J’y ai aussi mis en scène ma propre famille et parle un peu de notre éducation religieuse car il y est justement question de renouer les fils d’une autre parenté, celle d’une histoire oubliée et méprisée de notre vie aux côtés des plantes et des liens qui nous fondent. Le terme « pneuma » fait référence à l’air, au souffle et à ce qu’on qualifiait d’âme dans l’antiquité : en respirant nous nions constamment notre séparation avec notre environnement, nous nions la séparation entre ce qui est notre corps, ce qui est le corps du monde, entre le soi et le non soi, entre l’esprit et la matière. Tout le film est le fruit de cette réflexion : que la contradiction de nos systèmes est peut-être fondée sur un manque de considération pour la vie elle-même et son premier et dernier geste, la respiration.

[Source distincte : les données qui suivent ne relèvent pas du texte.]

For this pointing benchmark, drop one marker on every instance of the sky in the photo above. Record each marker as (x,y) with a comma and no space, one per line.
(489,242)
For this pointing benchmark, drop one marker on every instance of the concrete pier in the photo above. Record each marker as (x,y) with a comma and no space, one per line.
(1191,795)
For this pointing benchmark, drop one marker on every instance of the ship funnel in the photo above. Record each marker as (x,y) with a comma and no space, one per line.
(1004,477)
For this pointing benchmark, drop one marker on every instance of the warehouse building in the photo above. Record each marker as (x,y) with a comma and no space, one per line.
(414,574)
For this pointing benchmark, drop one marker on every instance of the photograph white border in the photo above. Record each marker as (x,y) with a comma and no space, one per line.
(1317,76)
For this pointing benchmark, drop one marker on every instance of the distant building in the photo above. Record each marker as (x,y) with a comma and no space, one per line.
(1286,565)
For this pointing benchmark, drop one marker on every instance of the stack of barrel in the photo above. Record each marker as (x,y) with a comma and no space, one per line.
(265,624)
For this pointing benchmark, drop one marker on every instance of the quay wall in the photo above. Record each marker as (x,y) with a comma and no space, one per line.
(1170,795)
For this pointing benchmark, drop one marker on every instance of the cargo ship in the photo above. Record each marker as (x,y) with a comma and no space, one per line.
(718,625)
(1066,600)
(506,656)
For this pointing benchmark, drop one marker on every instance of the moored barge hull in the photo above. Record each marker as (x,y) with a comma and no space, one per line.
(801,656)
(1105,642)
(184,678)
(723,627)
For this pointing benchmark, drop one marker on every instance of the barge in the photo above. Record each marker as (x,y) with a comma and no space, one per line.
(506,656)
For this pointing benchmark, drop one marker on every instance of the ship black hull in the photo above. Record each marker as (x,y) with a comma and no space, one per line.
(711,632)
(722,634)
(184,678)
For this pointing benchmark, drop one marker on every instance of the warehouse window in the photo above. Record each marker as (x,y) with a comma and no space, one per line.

N’avons-nous pas compensé cette difficulté en supposant que nous sommes né·es du souffle de Dieu ? En quelque sorte, né·es de la matière même de l’âme ? Le mépris que nous avons pour l’être végétal est peut-être dû au fait que nous ne lui prêtons pas d’esprit et que nous méprisons la chair. Et je pense que cette dichotomie risque de nous conduire à notre propre mort.
MdlF : Quel bilan faites-vous de vos années au Fresnoy ?
FB : Le Fresnoy a été une formidable aventure humaine et artistique. C’est un rêve de pouvoir profiter de tels équipements et accompagnements, et de se dédier pendant deux ans à deux projets. Il faut être prêt·e et mieux vaut être sûr·e de soi car une fois la machine lancée tout va très vite et le rythme est dense. Même si nous restons très libres dans nos projets, il n’y a pas toujours le temps pour s’arrêter et réfléchir et il faut savoir composer avec les contraintes d’un agenda scolaire. En soi, c’est assez formateur et on y apprend beaucoup sur son propre fonctionnement. J’y ai personnellement expérimenté énormément de choses dans ma pratique, travaillé sur de très grands formats de papiers photographiques, tenté des formes cinématographiques très expérimentales, des technologies vers lesquelles je ne me serais sans doute pas spontanément tournée, et j’ai eu la chance d’avoir Béla Tarr comme tuteur…
J’ai fait partie d’une promotion très soudée, assez festive et hardie, ce fut donc intense mais aussi très stimulant et joyeux. Et je peux dire aujourd’hui que j’y ai trouvé des ami·e·s et complices à long terme. Quand on a fait le Fresnoy, c’est comme si l’on faisait partie d’une famille pour toujours.